Cuba’s conservatory-trained post-revolutionary musicians produce particularly spectacular performances of popular music, with intricate yet digestible rhythmic and melodic elements, and flexible forms and practices that allow for spontaneity in performance. And Cuba’s popular music is dance music. Long focused on a limited corpus, the discipline of musicology does not always have adequate tools to address non-canonical musical examples such as the ones with which my research engages. Yet I would argue that as “the” discipline dedicated to the study of musical objects, it is the place from which to begin such an inquiry, and that non-canonical musical cultures are precisely the direction in which the discipline needs to move. New kinds of musical questions and examples force us as a community of scholars to refine existing tools and develop new ones, an ongoing process that ultimately serves the study of all music.

The crisis of the 1990s had subsided by the time I made my first trip to Cuba in 2000, and the island’s market-oriented transformations were underway. On those first trips, made under the auspices of the existing general license, I used U.S. dollars freely on the street, alongside the Cuban peso (CUP). I defended my dissertation proposal more than a decade later, in the spring of 2014, and that summer returned to Havana for the first time in some years. The Cuban economy still ran on the CUP, but relied more than ever on the recently created “convertible” peso or CUC, pegged to the value of the U.S. dollar. That December, Presidents Obama and Castro announced a much-anticipated rapprochement between the two nations – one that in turn has been undercut by the current U.S. president.

In many ways, change and uncertainty are more palpable than ever at this writing, both on the island and off. Yet official postures and policies aside, musicians and dancers in Havana, New York, and elsewhere yearn to reenact the cultural connections that keep Cuban dance culture alive, and continue to do so through new projects and partnerships. Forms like timba and casino exist precisely because of those resistant acts. They are proof of and inspiration for further acts of mingling and sharing, reminding us of our humanity, resilience, and need for communal moments of pleasure and release.
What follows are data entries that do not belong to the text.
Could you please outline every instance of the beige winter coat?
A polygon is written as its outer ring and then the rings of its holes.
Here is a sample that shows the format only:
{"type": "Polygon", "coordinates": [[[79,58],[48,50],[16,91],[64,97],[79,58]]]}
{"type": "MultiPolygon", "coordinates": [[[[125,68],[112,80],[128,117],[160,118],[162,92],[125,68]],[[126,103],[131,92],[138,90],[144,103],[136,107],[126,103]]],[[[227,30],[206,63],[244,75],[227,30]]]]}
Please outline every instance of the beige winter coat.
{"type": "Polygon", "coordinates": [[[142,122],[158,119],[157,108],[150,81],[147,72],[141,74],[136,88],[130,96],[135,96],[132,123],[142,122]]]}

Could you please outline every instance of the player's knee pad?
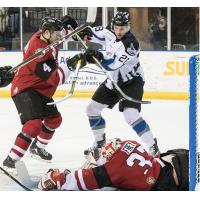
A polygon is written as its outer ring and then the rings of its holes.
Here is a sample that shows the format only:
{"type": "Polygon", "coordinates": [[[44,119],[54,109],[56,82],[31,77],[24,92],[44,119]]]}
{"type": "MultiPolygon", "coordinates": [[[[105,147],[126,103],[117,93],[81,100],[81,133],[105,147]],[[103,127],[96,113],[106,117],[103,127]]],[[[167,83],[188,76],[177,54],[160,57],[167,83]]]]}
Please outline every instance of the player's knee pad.
{"type": "Polygon", "coordinates": [[[45,118],[44,125],[51,129],[58,128],[62,123],[62,116],[61,114],[57,114],[54,117],[45,118]]]}
{"type": "Polygon", "coordinates": [[[41,119],[28,120],[22,127],[22,132],[33,138],[37,137],[37,135],[41,132],[41,130],[42,130],[41,119]]]}
{"type": "Polygon", "coordinates": [[[135,108],[125,108],[123,114],[125,121],[129,125],[133,124],[137,119],[141,117],[138,109],[135,108]]]}
{"type": "Polygon", "coordinates": [[[105,104],[98,103],[94,100],[86,108],[87,116],[99,116],[104,108],[108,107],[105,104]]]}

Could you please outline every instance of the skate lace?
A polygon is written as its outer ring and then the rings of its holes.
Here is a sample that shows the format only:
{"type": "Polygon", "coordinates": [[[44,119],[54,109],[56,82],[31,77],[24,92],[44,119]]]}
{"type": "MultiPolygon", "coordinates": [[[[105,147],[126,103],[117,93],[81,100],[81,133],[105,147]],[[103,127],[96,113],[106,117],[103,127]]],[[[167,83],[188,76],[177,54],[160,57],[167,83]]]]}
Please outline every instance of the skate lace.
{"type": "Polygon", "coordinates": [[[41,151],[41,153],[43,154],[43,155],[45,155],[45,156],[48,156],[49,155],[49,153],[45,150],[45,149],[40,149],[40,151],[41,151]]]}

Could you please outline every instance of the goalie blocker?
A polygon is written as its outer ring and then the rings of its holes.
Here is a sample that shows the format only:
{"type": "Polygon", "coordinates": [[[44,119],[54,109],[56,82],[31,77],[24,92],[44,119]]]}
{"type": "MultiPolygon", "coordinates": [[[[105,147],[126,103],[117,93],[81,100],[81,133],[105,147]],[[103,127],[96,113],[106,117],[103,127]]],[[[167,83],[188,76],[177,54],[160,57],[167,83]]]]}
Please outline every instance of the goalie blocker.
{"type": "Polygon", "coordinates": [[[41,178],[38,187],[41,190],[95,190],[105,187],[119,190],[188,190],[188,155],[186,149],[175,149],[153,157],[135,141],[114,140],[102,149],[96,165],[90,157],[92,165],[87,165],[87,169],[71,173],[51,169],[41,178]]]}

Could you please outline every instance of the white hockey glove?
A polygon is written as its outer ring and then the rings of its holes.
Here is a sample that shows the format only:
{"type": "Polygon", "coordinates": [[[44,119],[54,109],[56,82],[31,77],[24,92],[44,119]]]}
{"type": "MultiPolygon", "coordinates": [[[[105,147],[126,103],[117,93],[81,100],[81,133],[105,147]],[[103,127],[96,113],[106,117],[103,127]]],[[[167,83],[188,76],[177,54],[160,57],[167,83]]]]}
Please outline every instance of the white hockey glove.
{"type": "Polygon", "coordinates": [[[61,190],[65,183],[65,177],[69,174],[69,170],[61,173],[59,169],[50,169],[39,181],[38,188],[40,190],[61,190]]]}

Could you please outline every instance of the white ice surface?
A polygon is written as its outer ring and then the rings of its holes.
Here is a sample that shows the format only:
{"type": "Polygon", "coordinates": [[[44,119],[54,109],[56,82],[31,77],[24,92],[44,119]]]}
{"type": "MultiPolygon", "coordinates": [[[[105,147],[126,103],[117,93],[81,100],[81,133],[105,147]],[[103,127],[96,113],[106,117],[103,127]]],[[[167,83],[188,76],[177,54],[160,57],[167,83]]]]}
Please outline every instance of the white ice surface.
{"type": "MultiPolygon", "coordinates": [[[[76,169],[84,162],[83,151],[93,144],[85,109],[90,99],[68,99],[58,104],[63,122],[47,147],[54,156],[52,163],[44,163],[24,156],[31,175],[42,175],[49,168],[76,169]]],[[[152,100],[152,104],[142,106],[142,116],[149,123],[158,145],[163,152],[171,148],[188,148],[189,118],[188,101],[152,100]]],[[[118,111],[105,109],[107,138],[119,137],[135,139],[138,137],[118,111]]],[[[21,124],[11,99],[0,99],[0,166],[8,155],[15,138],[21,131],[21,124]]],[[[138,140],[140,141],[140,140],[138,140]]],[[[0,191],[23,190],[8,177],[0,173],[0,191]]]]}

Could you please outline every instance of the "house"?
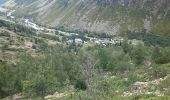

Understanding these deep-rooted connections – between musical sound, embodied listener, and socio-economic space – is the goal of my project and the work of today’s musicologist.

Sarah Town defended her dissertation, entitled “Timbeando en Nueva York: Cuban Dance Culture in Havana and New York City,” in March of 2017, thus completing her Ph.D. Musicology at Princeton University. Her research examines the histories, aesthetics, and circulation of Cuban timba and casino specifically, and Cuban dance cultures more generally. Sarah has presented papers before the American Musicological Society, the Society for Ethnomusicology, the Congress on Research in Dance and Society for Dance History Scholars, and the Latin American Studies Association, among other bodies. She has received awards from the Latin American and Caribbean Studies section of the Society for Ethnomusicology, the Díaz Ayala Collection at Florida International University, Princeton University, and City College of New York. Sarah has an article forthcoming on the role of social dance in the Cuban revolution as depicted through the lens of Cuban documentary film, and two others in the works: one on the rhythmic and compositional experimentations of New York-based timba musicians, and a second exploring Afro-Cuban aesthetics, affect, and the music-dance relationship in Cuban dance culture through the lens of the fundamental muelleo motion.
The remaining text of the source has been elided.